Il Partenariato transatlantico per il commercio e per gli investimenti, comunemente chiamato TTIP, rappresenta l’accordo di creazione della più grande area di libero scambio che si sia mai avuta. Stando a ciò che riporta il sito della European Commission, il TTIP «è un accordo commerciale che aumenterà gli scambi e gli investimenti tra l’UE e gli Stati Uniti realizzando il potenziale inutilizzato di un mercato transatlantico, generando nuove opportunità economiche di creazione di posti di lavoro e di crescita mediante un maggiore accesso al mercato, una migliore compatibilità normativa e ponendo le basi per la stesura di norme globali».
L’area di libero scambio (secondo fase dell’integrazione economica completa), servirà per integrare il mercato americano con quello europeo. Integrare in che senso? Viene fatta un’armonizzazione delle regole: riducendo i dazi doganali e rimuovendo in una vasta gamma di settori le barriere tariffarie e non, ossia le differenze in regolamenti tecnici, norme e procedure di omologazione, regole sanitarie e fitosanitarie. Capiamoci, le carni europee verranno controllate in Europa ma anche in America, rispettivamente con i propri strumenti, le creme solari testate in entrambi i continenti ecc…
Focalizziamo, ora, la nostra attenzione su tre aspetti principali:
L’accesso al mercato riguarda quattro settori: merci, servizi, investimenti e appalti pubblici. Si prevede l’eliminazione di tutti i dazi sugli scambi bilaterali di merci, la liberalizzazione dei servizi e degli appalti pubblici, dando la possibilità alle aziende europee di partecipare a gare d’appalto statunitensi e viceversa. Viene qui previsto l’inserimento per gli investimenti e la loro tutela dell’arbitrato internazionale Stato-imprese (il cosiddetto ISDS, Investor-State Dispute Settlement), che consente agli investitori di citare in giudizio i governi presso corti arbitrali internazionali. Tra gli obiettivi vi è anche quello di rimuovere gli inutili ostacoli agli scambi e agli investimenti compresi gli ostacoli non tariffari esistenti, mediante meccanismi efficaci ed efficienti, come ad esempio contingenti o barriere tecniche e standard, raggiungendo un livello ambizioso di compatibilità normativa in materia di beni e servizi, mediante il riconoscimento reciproco, l’armonizzazione e il miglioramento della cooperazione tra autorità di regolamentazione. Infine l’ultimo aspetto prevede anche miglioramenti Normativi ponendo le basi per alcune regole globali: si parla di diritti di proprietà intellettuale, di merci rispettose dell’ambiente e a basse emissioni di carbonio, di controlli efficaci, misure antifrode, disposizioni su antitrust, monopoli, fusioni e aiuti di Stato.
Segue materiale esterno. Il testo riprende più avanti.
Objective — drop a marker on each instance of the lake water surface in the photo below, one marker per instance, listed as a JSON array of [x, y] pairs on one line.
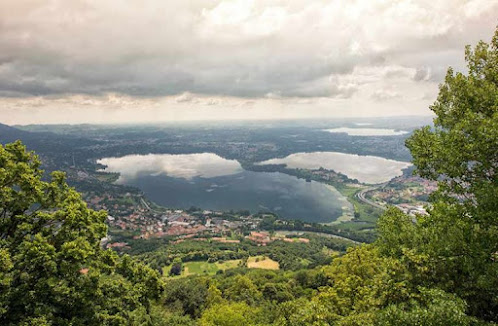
[[211, 182], [367, 169]]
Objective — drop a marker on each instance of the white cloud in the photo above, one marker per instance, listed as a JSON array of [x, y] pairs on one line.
[[199, 49]]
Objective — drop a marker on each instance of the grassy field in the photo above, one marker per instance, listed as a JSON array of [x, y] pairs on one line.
[[204, 268], [262, 262]]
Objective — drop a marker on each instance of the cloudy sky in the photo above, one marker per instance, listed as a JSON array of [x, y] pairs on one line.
[[154, 60]]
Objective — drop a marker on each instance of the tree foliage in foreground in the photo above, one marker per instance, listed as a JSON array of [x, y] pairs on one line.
[[52, 269], [455, 247], [439, 269]]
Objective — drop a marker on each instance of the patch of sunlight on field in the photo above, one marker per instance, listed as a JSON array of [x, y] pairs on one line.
[[262, 262]]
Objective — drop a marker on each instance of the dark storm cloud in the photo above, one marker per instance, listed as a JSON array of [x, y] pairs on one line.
[[232, 48]]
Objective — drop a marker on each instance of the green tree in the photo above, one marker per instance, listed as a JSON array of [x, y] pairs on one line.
[[52, 269], [455, 247]]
Al tutto dobbiamo aggiungere le statistiche pervenuteci direttamente dal Center for Economic Policy Research e dall’Aspen Institute,secondo le quali, il trattato potrebbe portare un aumento del volume degli scambi e in particolare delle esportazioni europee verso gli Stati Uniti; in termini numerici, l’incremento sarebbe del 28% per gli scambi e compreso tra lo 0.5% e l’1% per il PIL mondiale: le stime vogliono che così, da una parte, ogni famiglia europea potrebbe disporre di 545€ in più all’anno, dall’altra le imprese potrebbero ottenere ulteriori benefici, tratti dalle semplificazioni burocratiche e dalle regolamentazioni che ridurrebbero sia i costi delle ispezioni che quelli delle attività economiche che operano nei due mercati. Insomma questo TTIP, potrebbe veramente cambiare i destini di noi poveri europei ingarbugliati nel circolo vizioso della crisi… Siamo seri, credete che una cosa del genere sia possibile?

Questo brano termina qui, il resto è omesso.